Godofrey jedoch ließ sich nicht stören, sondern diktierte sich die Buchstabenreihe laut in die Feder. Dann machte er eine Pause.
»Umgekehrtes Alphabet«, sagte er langsam. »Wahrscheinlich Deutsch. Ich will nicht in Ihre kleinen Geheimnisse eindringen. Aber haben Sie es selbst entziffern können?«
»Nein«, sagte Studer und wurde verlegen. »Meine Frau hat die Lösung gefunden.«
»Ah, Madame Stüdère... Wundert mich nicht. Ein Mann wie Sie, Inspektor, hat überall Glück. Unverdientes Glück. Ein Mann wie Sie muß unbedingt auch eine kluge, eine gescheite Frau haben. Das geht klar hervor aus Ihrem ganzen Aussehen.
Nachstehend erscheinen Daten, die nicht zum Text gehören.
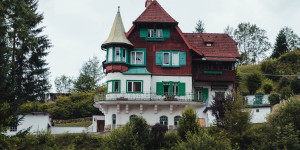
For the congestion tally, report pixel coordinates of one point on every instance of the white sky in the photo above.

Madame Stüdère...«, wiederholte Godofrey. »Wird es mir einmal vergönnt sein, ihr meine Bewunderung zu Füßen zu legen?«
»Ich glaube«, sagte Studer trocken, »daß meine Frau eine Gansleberpastete
mehr schätzt als Bewunderung.« - Friedrich Glauser, Die
Fieberkurve. Zürich 1989 (zuerst 1937)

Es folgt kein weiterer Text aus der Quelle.